Утром на заре я отправляюсь в горы. Сначала мне кажется, что я иду знакомой тропинкой среди кустов и пальм вакоа. Но вскоре начинает палить солнце, и от его отблесков у меня мутится в глазах. Прямо надо мной простирается море, синее, жесткое, оно стискивает остров со всех сторон. Если Ума где-то здесь, я отыщу ее. Она нужна мне, ключи от тайника искателя золота — у нее. Так я думаю, и сердце мое сильно колотится в груди, пока я лезу по каменным осыпям на Лимонную гору. Ведь это сюда я забрался тогда, в первый раз, когда гнался за неуловимой фигуркой Шри, будто спеша на свидание с самим небом? Солнце в зените, прямо надо мной, пьет тени. Нигде ни укрытия, ни ориентира.

Я совсем заблудился в этих горах, среди совершенно одинаковых камней и кустов. Со всех сторон к ослепительному небу тянутся опаленные вершины. Впервые за долгие годы я выкрикиваю ее имя: «Ууу-ма!» Кричу, стоя лицом к рыжей горе: «Ууу-ма!» Я слышу шум ветра, этот ветер жжет и ослепляет. Парализующий рассудок ветер из лавы и пальм вакоа. «Ууу-ма!» — опять кричу я, повернувшись теперь уже на север, к тяжело вздыхающему морю. Я лезу к вершине Лимонной горы, меня окружают другие горы. Долины внизу погружаются во мрак. Небо на востоке подергивается дымкой. «Ууу-ма!» Мне кажется, что это свое имя кричу я, пробуждая в пустынных местах отголоски собственной жизни, потерянные за долгие разрушительные годы. «Ума!

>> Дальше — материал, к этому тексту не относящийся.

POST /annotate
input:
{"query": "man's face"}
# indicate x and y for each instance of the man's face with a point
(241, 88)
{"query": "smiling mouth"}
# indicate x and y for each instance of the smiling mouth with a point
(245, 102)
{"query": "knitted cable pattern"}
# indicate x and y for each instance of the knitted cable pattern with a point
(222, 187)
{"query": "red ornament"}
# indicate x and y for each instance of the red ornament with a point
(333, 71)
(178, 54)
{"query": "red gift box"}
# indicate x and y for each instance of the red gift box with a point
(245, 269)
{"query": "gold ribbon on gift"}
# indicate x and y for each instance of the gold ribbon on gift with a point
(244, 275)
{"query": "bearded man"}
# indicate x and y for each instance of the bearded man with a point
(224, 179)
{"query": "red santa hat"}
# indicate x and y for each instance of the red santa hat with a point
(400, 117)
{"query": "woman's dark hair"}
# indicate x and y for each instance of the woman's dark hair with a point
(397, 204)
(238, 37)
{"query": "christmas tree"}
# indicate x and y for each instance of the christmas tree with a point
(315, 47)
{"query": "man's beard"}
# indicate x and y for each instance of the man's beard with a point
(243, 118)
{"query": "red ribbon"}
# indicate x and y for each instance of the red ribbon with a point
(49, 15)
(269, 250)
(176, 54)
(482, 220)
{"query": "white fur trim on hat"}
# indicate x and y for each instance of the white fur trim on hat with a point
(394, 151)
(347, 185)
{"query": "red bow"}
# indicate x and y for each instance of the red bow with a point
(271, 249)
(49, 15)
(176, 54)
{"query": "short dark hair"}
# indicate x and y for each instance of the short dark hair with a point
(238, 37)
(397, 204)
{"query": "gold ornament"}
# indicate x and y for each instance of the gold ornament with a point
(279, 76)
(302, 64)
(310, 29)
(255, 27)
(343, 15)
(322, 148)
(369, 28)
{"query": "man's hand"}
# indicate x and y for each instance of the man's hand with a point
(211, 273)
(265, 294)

Ууу-ма!» Мой голос срывается, а я все брожу по плато, тщетно пытаясь отыскать след жилища, загона для коз, очага. Горы пусты. Тут нет ни единого признака человеческого присутствия, ни сломанной ветки, ни шороха шагов по сухой земле. Разве что след сороконожки меж камней.


Куда я забрался? Должно быть, бродил несколько часов, не отдавая себе в этом отчета. Приходит ночь, поздно думать о спуске. Я ищу глазами какое-нибудь убежище, расселину в стене, где можно было бы укрыться от ночного холода, от начинающегося дождя. На уже погрузившемся в тень склоне горы я обнаруживаю небольшой, поросший травой участок и устраиваюсь на нем на ночь. Ветер свистит у меня над головой. Вымотавшись за день, я сразу засыпаю. Просыпаюсь я от холода. Ночь темна, прямо передо мной ирреальным блеском сияет месяц. Время остановилось.

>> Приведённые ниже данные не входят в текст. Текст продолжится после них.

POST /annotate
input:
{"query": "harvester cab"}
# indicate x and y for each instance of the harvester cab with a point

Светает, и я начинаю различать окружающие меня формы. С волнением я замечаю, что, сам того не зная, заночевал на развалинах бывшего поселения манафов. Я рою землю руками, откапывая среди камней долгожданные следы: осколки стекол, заржавленные банки, ракушки. Теперь мне ясно видны круги козьих загонов, основания хижин. Неужели это все, что осталось от деревни, где жила Ума? Что с ними стало? Неужели они умерли от голода и болезни, всеми брошенные? Если они просто ушли, то даже не успели скрыть следы. Должно быть, они бежали от преследовавшей их смерти. Я долго стою неподвижно среди развалин, и мною овладевает отчаяние.

Когда солнце снова начинает палить, я спускаюсь обратно по заросшему колючими кустарниками склону Лимонной горы. Вскоре появляются пальмы вакоа, темные кроны тамариндов. В конце долины Камышовой реки жестким блеском сверкает море — бескрайний простор, у которого мы в плену.